Mertens has always made sure that his full-time job doesn’t interfere too much with his Dust Devils gig.
Late in the summer, August — when his job as part of the youth ministry at Gonzaga University picks up again — Mertens only gets to work the Friday and Saturday home games.
“This would have been my 20th season with the team,” said Mertens, who turns 38 next month.
But there is nothing he’d rather be doing in June, July, August — and hopefully in September. That’s when the playoffs are.
“I know exactly how long it takes to drive from Gonzaga’s campus to the front gate of Gesa Stadium,” Mertens said. “It’s 2 hours and 15 minutes, if I don’t stop to use the bathroom in Ritzville. I can get there right about time of the first pitch.”

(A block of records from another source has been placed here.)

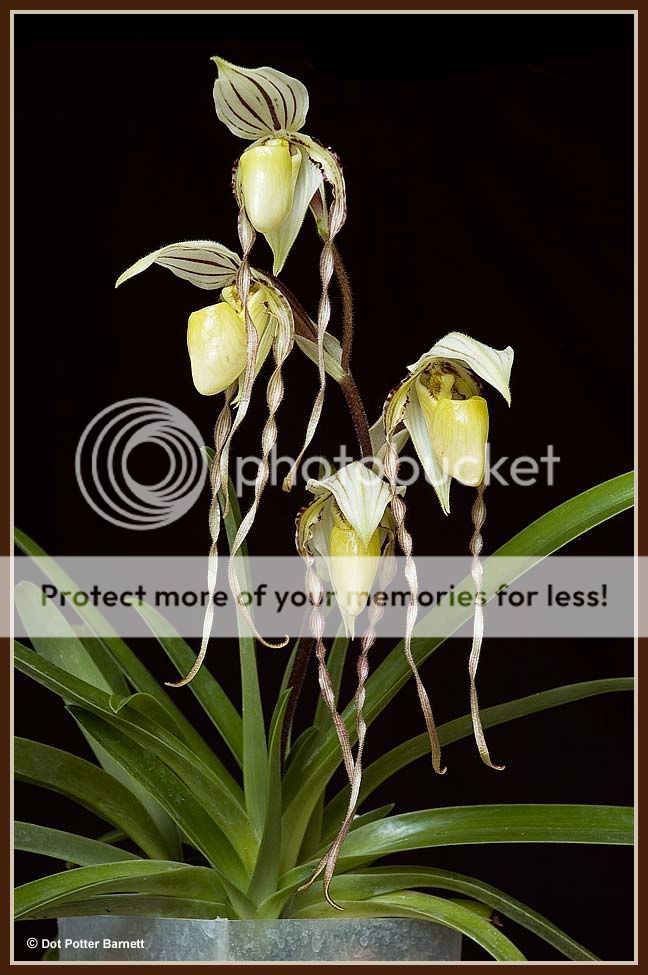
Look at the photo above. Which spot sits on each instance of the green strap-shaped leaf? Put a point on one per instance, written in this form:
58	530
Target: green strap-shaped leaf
335	664
90	786
266	871
128	876
128	662
173	795
70	847
53	637
255	748
168	881
133	905
400	756
409	903
362	819
377	881
218	795
60	645
208	692
305	782
532	823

Last year, the Dust Devils made it to the Northwest League finals, playing in every possible game there was.
Mertens worked his ministry job during the day in Spokane, bolted for the Tri-Cities in time for the game, worked the game, took a quick cat-nap at his mom’s house in Kennewick, then raced back to Spokane the next morning in time for work.
He did this for two solid weeks. And he loved it.
He has a lot invested in his Dust Devils job.
“It’s tough to put into words,” he said. “It’s the community, first and foremost. I’m very proud to be from the Tri-Cities. Our local sports teams are a conduit to this community. I’ve formed life-long friendships with some of the season ticketholders, as well as my co-workers.”
He says it all starts at the top with Miles and Ebert.
“You can see their love for people with their customer service,” Mertens said.
Mertens has lived in other communities — Hillsboro, Yakima and now Spokane. But there is nothing, he says, like living in the Tri-Cities.
“It reminds me of who I am,” he said.
And he expects to be Erik The Peanut Guy for a long time down the road too.
“I’m so happy,” he said. “You know, I thought that maybe decades from now, when I retire from this job, they might retire my apron. I seriously didn’t expect this.”
And now, during this summer of no baseball, Mertens will always be at the ballpark — even when he isn’t.
“My heart is always at the ballpark,” he said. “And now my life-size Bobblehead is out there.”